Although many good financial lessons were learned during the Great Depression, unfortunately many of the laws passed at the time to stabilize our financial system have been undone in the past few years: mark-to-market accounting, short sale uptick rule, naked shorting, and the Glass-Stegall Act to name just a few. This article was written about a month ago and he clearly lays out the problems being caused by mark-to-market accounting. Our hope is that it will help you understand the benefits of changing the rules back to where they had been. We don’t need more regulation, we just need to go back to what has worked fairly well for the last 70 years. Here’s the article:

By STEVE FORBES
What is most astounding about President Barack Obama’s radical economic recovery program isn’t its breadth, but its continuation of the most destructive policies of the Bush administration. These Bush policies were in themselves repudiations of Franklin Delano Roosevelt, Mr. Obama’s hero.
The most disastrous Bush policy that Mr. Obama is perpetuating is mark-to-market or “fair value” accounting for banks,
insurance companies and other financial institutions. The idea seems harmless: Financial institutions should adjust their balance sheets and their capital accounts when the market value of the financial assets they hold goes up or down.
That works when you have very liquid securities, such as Treasury bonds, or the common stock of IBM or GE. But when the
credit crisis hit in 2007, there was no market for subprime securities and other suspect assets. Yet regulators and auditors kept pressing banks and other financial firms to knock down the book value of this paper, even in cases where these obligations were being fully serviced in the payment of principal and interest. Thus, under mark-to-market, even non-suspect assets are being artificially knocked down in value for regulatory capital (the amount of capital required by regulators for industries like banks and life insurance).

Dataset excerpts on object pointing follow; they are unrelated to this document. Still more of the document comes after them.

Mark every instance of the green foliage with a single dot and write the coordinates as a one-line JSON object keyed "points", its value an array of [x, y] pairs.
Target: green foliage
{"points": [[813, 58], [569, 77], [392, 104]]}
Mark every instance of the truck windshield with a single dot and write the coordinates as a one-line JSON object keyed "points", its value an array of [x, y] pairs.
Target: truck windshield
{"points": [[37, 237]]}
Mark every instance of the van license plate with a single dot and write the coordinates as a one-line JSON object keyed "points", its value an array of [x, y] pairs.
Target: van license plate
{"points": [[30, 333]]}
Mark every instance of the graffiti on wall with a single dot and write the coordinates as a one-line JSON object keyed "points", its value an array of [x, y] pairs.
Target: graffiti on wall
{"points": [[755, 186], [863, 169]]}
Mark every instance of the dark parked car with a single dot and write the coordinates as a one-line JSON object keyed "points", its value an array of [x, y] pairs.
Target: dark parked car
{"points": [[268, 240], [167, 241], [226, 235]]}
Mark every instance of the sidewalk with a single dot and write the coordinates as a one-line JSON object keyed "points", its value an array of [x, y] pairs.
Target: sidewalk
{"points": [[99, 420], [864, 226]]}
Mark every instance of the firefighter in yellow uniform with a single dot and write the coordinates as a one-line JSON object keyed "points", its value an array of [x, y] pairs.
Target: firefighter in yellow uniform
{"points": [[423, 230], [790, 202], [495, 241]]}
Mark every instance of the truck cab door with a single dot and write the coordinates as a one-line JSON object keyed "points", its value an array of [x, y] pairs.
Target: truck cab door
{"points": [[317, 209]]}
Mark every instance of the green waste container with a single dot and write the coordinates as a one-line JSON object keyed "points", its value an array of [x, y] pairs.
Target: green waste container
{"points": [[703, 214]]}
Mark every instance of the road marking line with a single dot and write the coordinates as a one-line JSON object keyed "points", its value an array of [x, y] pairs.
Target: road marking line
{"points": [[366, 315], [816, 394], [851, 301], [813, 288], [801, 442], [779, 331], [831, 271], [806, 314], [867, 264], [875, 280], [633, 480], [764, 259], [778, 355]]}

Banks and life insurance companies that have positive cash flows now find themselves in a death spiral. Of the more than $700 billion that financial institutions have written off, almost all of it has been book write-downs, not actual cash losses. When banks or insurers write down the value of their assets they have to get new capital. And the need for new capital is a signal to ratings agencies that these outfits might deserve a credit-rating reduction.
So although banks have twice the amount of cash on hand that they did a year ago, they lend only under duress, or apply onerous conditions that would warm Tony Soprano’s heart. This is because they know that every time they make a loan or an investment there is a risk of a book write-down, even if the loan is unimpaired.
If this rigid mark-to-market accounting had been in effect during the banking trouble in the early 1990s, almost every major commercial bank in the U.S. would have collapsed because of shaky Latin American and commercial real estate loans. We would have had a second Great Depression.
But put aside for a moment the absurdity of trying to price assets in a disrupted or non-existent market, of not distinguishing between distress prices and “normal” prices. Regulatory capital by its definition should take the long view when it comes to valuation; day-to-day fluctuations shouldn’t matter. Assets should be kept on the books at the price they were obtained, as long as the assets haven’t actually been impaired.
Mark-to-market accounting does just the opposite. When times are good, it artificially boosts banks’ capital, thereby encouraging more investing and lending. In a downturn it sets off a devastating deflation.
Mark-to-market accounting is the principal reason why our financial system is in a meltdown. The destructiveness of mark-to-market — which was in force before the Great Depression — is why FDR suspended it in 1938. It was unnecessarily destroying banks.
But bad ideas never die. Mark-to-market was resurrected by the Financial Accounting Standards Board and became effective in the fall of 2007 (FASB rule 157) to the approval of the Bush administration, its Treasury Department, and the Securities and Exchange Commission. Even as FASB 157 began to take its toll on financial institutions last year, Mr. Bush refused to kill or suspend it. When Congress voiced displeasure last fall, the administration and regulatory authorities made some cosmetic changes, but the poisonous essence remained.
If the president really takes Roosevelt’s legacy seriously, he should suspend mark-to-market accounting rules, restore the uptick rule, and enforce the prohibition against naked short selling. If he doesn’t, historians will look back in utter amazement at Mr. Obama’s preservation of Mr. Bush’s worst economic policies.